Hackers have obtained the login credentials of an unknown number of hotels on Booking.com. By sending emails on behalf of these hotels, guests are being defrauded. Booking.com has confirmed that hotels on the platform have become the target of a “very credible and sophisticated” phishing attack. The Amsterdam-based rental platform has reported this to the Dutch Data Protection Authority.
The hackers operate as follows: hotels receive an email enticing them to download a file containing malware. This allows them to take over the hotel’s Booking.com account. Subsequently, the hackers send a message via Booking.com’s messaging system to future guests of the hotel, claiming there is an issue with their credit card. If a new payment is not made, the reservation is cancelled. Because the emails are sent in the hotel’s name, and the hackers are aware of their victims’ vacation dates, a relatively high number of holidaymakers fall for the scam.
The exact number of hotels that have been targeted is unknown, and Booking.com is not sharing specific figures. According to Chief Security Officer Marnie Wilking, it affects “only a small fraction of a percent” of the 28 million accommodations registered on the platform. There are numerous stories on Reddit from victims who have lost hundreds of euros in this manner over the past few months.
Booking emphasizes that the hackers have only obtained login information from hotels on the platform and have not breached their own systems. The company’s staff is working diligently “to assist affected partners in securing their systems and supporting customers who may have been targeted,” according to Wilking. Booking.com states that hotel guests who have been victimized can contact customer service, and the company will help them recover their money.
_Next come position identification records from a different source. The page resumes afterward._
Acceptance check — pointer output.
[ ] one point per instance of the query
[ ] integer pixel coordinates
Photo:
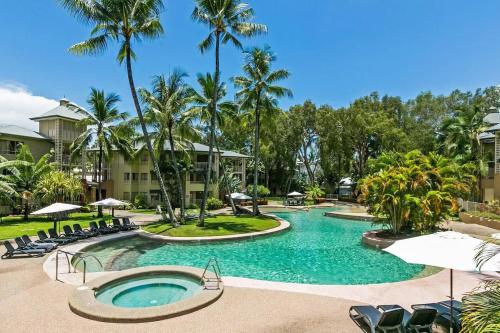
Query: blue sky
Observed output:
(336, 50)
In recent months, Booking.com has been warning hotels on the platform about these phishing attacks. They also employ self-learning systems to detect suspicious activities on the platform. “As a result, the impact of such attacks is gradually decreasing,” says Wilking. Booking.com advises hotel guests to exercise caution when making payments in general and to never share credit card information outside the website.
According to security experts, Booking.com is engaged in an arms race with online criminals. The method of scammers asking for money on behalf of hotels has been in use for years, but the ways of breaching systems continue to evolve.
Every hurdle you impose on your customers translates into less income. So, the most severe measures are not always used in combating this type of fraud. This is especially true for hotel fraud because it’s often the guests who bear the costs. How much resources Booking.com is willing to invest depends on how much damage Booking.com itself incurs.